Speaking at a set of meetings related to the state's claims in court for compensation from BP's Gulf of Mexico oil spill, Alabama Attorney General Luther Strange said that the half a billion dollars settlement is just the start and that the state had not received a fair share of the $3bn (£1.9bn, €2.3bn), in total payments so far.
Alabama's court-appointed BP claims administrator Pat Juneau confirmed to media agencies that Strange had hosted a set of meetings this week in the state, ahead of the region's appellate court, the equivalent of an appeals court in the UK, on 8 July.
The meetings were aimed to rustle up more potential claims related to business economic losses stemming from the an explosion on BP's Deepwater Horizon rig on 20 April 2010, which killed 11 workers and resulted in the largest oil spills and environmental disasters in history.
Some 72,000 of Alabama's coastal businesses and individuals have already filed claims, said Strange, but more people should come forward.

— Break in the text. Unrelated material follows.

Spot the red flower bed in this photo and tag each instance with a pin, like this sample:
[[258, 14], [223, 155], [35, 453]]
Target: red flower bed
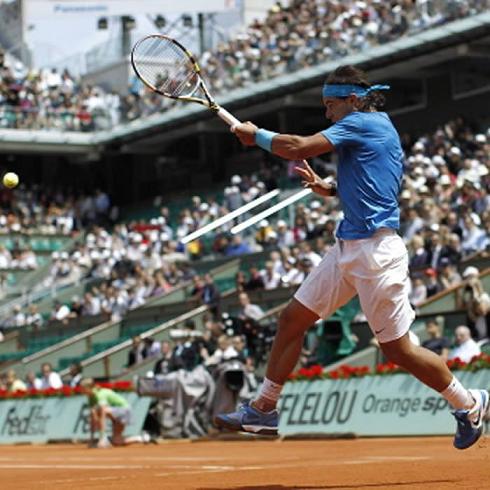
[[64, 391], [346, 372]]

He added that the four million barrels of oil spilled into the Gulf of Mexico over about three months, would have affected the livelihoods of tens of thousands of people and more people should file for compensation.
However, Juneau warned that businesses or individuals that seek compensation, have to prove that they incurred a 15% loss at least, during the time of oil spill.
The deadline for individuals or businesses filing claims is 22 April 2014.
BP originally estimated that it would pay around $8bn in uncapped settlements for the oil spill.
According to the website for the Deepwater Horizon Economic and Property Damages settlement, the source of dispute for BP is the calculation of business economic losses.
This accounts for $2bn of $3.47bn in claims deemed eligible so far.
It also identified another 9,000 people who are eligible to file a claim and this could add more than another $1bn to the compensation pot.
The claimant assistance centre in Mobile, Alabama said the state is the third among the five Gulf counterparts for claims, behind Florida and Louisiana.
In April, IBTimes UK calculated that the total costs for BP, resulting from the Gulf of Mexico oil spill, so far is steadily rising and, at current estimates, will top $42bn.
The case is in re: Oil Spill by the Oil Rig "Deepwater Horizon" in the Gulf of Mexico, on April 20, 2010, U.S. District Court, Eastern District of Louisiana, No. 10-md-02179. The appeal on claims is "BP Exploration & Production Inc et al. vs Lake Eugenie Land & Development Inc, et al." in the U.S. Court of Appeals for the Fifth Circuit, No. 13-30329.